The Selchow and Righter Planchette

   Posted by: David   in Uncategorized

The Selchow and Righter Planchette

The planchette is an important piece of any Ouija session. It is like the receiver on a phone. Take the receiver away and technically you might still have a phone but you can’t use it. So it is with the planchette.

The planchette preceded Ouija at least as a marketable item.

At some point between 1848 and 1853 people began to experiment with various methods of communicating with the other side. In my article on the Fox sisters I alluded to an alphabet board suggesting that maybe, just maybe one was in use as early as 1848 at the dawn of Modern Spiritualism but the alphabet board in conjunction with knocks and raps was tedious.

Many people relied on table tipping as their primary method of communication with Spirit but again the process of communicating via knocks and raps was cumbersome.

Another more direct method had to be found at least for those who did not think themselves “gifted” as mediums. In my opinion we all have the ability; it is only a matter of desired, education, and practice like any other skill.

It is possible that some form of Ouija was in use between 1848 and 1853. The earliest known “boards” consisted of alphabet cards, sometimes under a glass top, spread over a table. A household glass was inverted. People placed their hands on it and they were in business so to speak.

Automatic writing was possibly the predominant household method in the late 1840s early 1850s. There are two types of automatic writing: there is true automatic writing meaning that the medium is not consciously aware of what is being written. The spirit takes control of the medium’s arm or hand and creates a message. Most found that this method produced volumes of illegible writing with the occasional, “oh that looks like dear departed John’s writing to me but I can’t make out what it says.”

The second form of automatic writing is more commonly referred to as inspirational writing. I write daily both fiction and non-fiction and sometimes I am surprised by what comes out of my pen or off the keyboard. I am referring of course to writing while under the inspiration of Spirit. The medium is conscious and aware but guided. The problem with this method is twofold: one, the medium’s attitudes and thoughts may color the transmission and two it is very much subjective.

At any rate another method was sought and in or around 1853 the planchette was invented or if not invented at least marketed on a wide scale. Some say it was invented by a man named Planchette. Maybe but I find it oddly coincidental that the word “planchette” is a French word meaning little plank.

People would place a pencil in the pointed end of the planchette and allow their arm and hand to be controlled by subconscious impulses or by autonomous spirit beings depending on your point of view. Most planchette sessions produced unintelligible scribble but some produced coherent messages.

Pictured below is a medium operating a planchette under test conditions:
MasterWorker 2

By the early 1860’s, plancettes were being manufactured and sold to a populace hungry for spiritual exploration, one of the first to manufacture the planchette was Kirby and Company.
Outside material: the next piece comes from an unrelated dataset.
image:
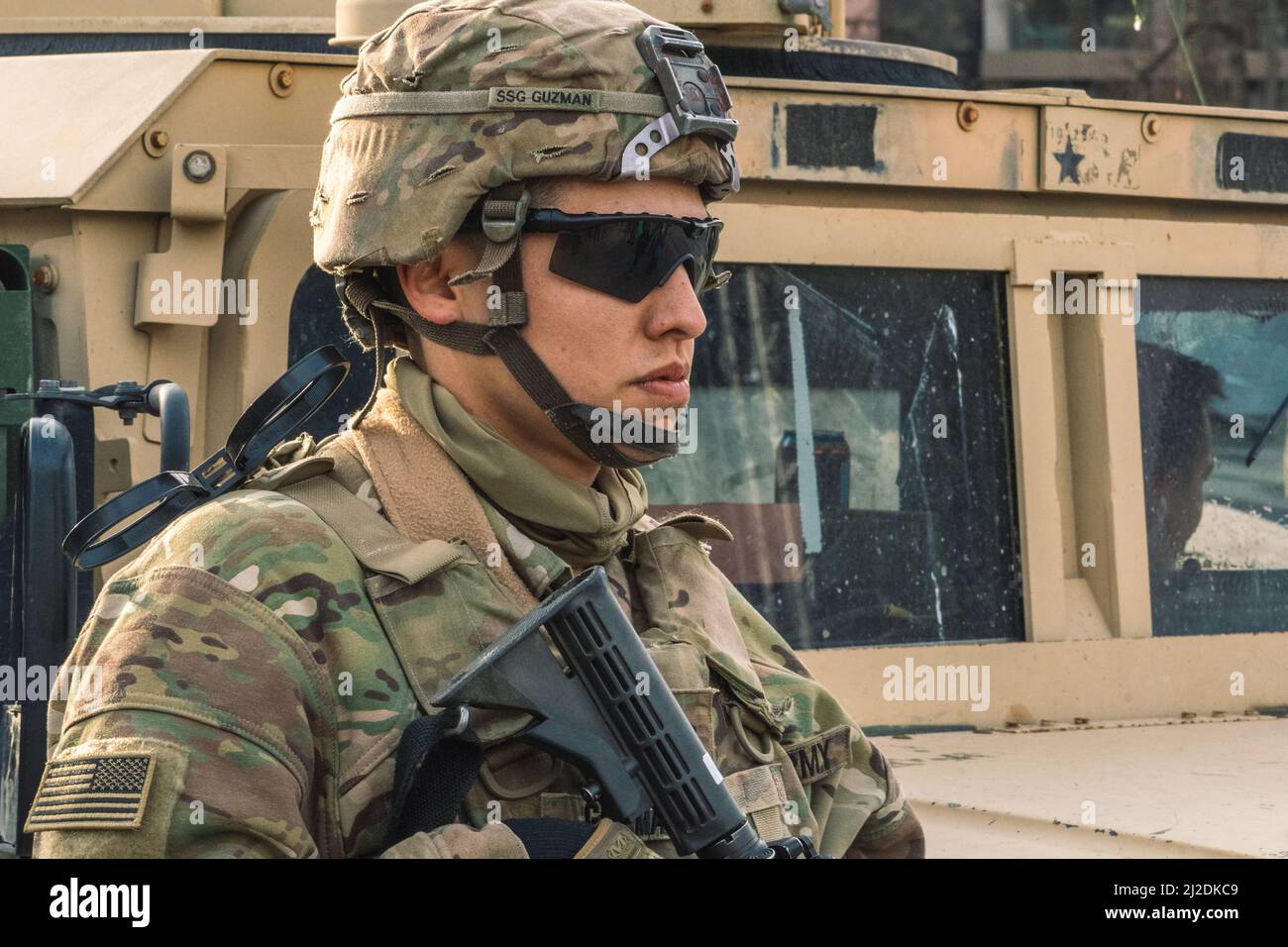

They began to manufacture and sell plancettes in 1868. While most were made of wood, usually mahogany, some were made of glass allowing users to see what was being written as it was being written.

The shape of the planchette may seem arbitrary but it is not. To the occultist or ceremonial magician the triangle represents a place between worlds. It is within the triangle that a spirit is summoned and it is within the triangle that physical mediumship takes place. This is not to say that other shapes will not work. I have seen circles, I alluded to an inverted glass above, I have seen pentagrams, and even half-moon shaped plancettes. My point is not to suggest a dogma but rather to point out that the triangle, being the first shape of the modern planchette, was not an accident. In fact I think those who actually did “invent” it knew very well what they were doing and why.

Instructions were usually glued to the underside of the planchette (unless it was a glass planchette). One set read, “For some persons, Planchette moves in a few moments and for others from ten to fifteen minutes is needed to charge the board.”

Most practitioners today begin a session with self-initiated movement normally in a clockwise circle or in the form of a figure 8 representing the symbol of time and eternity. The same can be said for Ouija. At first, especially when working alone, it can be helpful to set the planchette in motion but gradually something else will assume control.

In 1875 Selchow and Righter began to market and sell their own version of the planchette. It is a Selchow and Righter that I own and that is pictured here manufactured in 1875 and made of maple. Selchow and Righter also manufactured Parcheesi and Scrabble.
1 The Selchow and Righter Planchette

I realize the instructions may be hard to read in the picture. They read, “The Scientific Planchette from the original pattern first made in 1860 (IMPROVED).

How to work the planchette: Place planchette on sheet of paper (printing or wrapping will answer), then lay the hand lightly on the board; in a few minutes it begins to move and is ready to answer mental or spoken questions.

When a party of three or more come together, it is almost impossible that one cannot operate planchette. If one be not successful, let two try it together. That planchette is capable of giving a large amount of amusement is beyond doubt nor is it less likely to afford instruction and a wide field for speculation and experiment to the scientific.
Selchow & Righter
Manufacturers, New York”
1a The Selchow and Righter Planchette Underside

What you may not be able to see in the picture is that the wheels are also wooden. The Selchow & Righter planchette was a finely made example of Victorian craftsmanship that I am proud to own.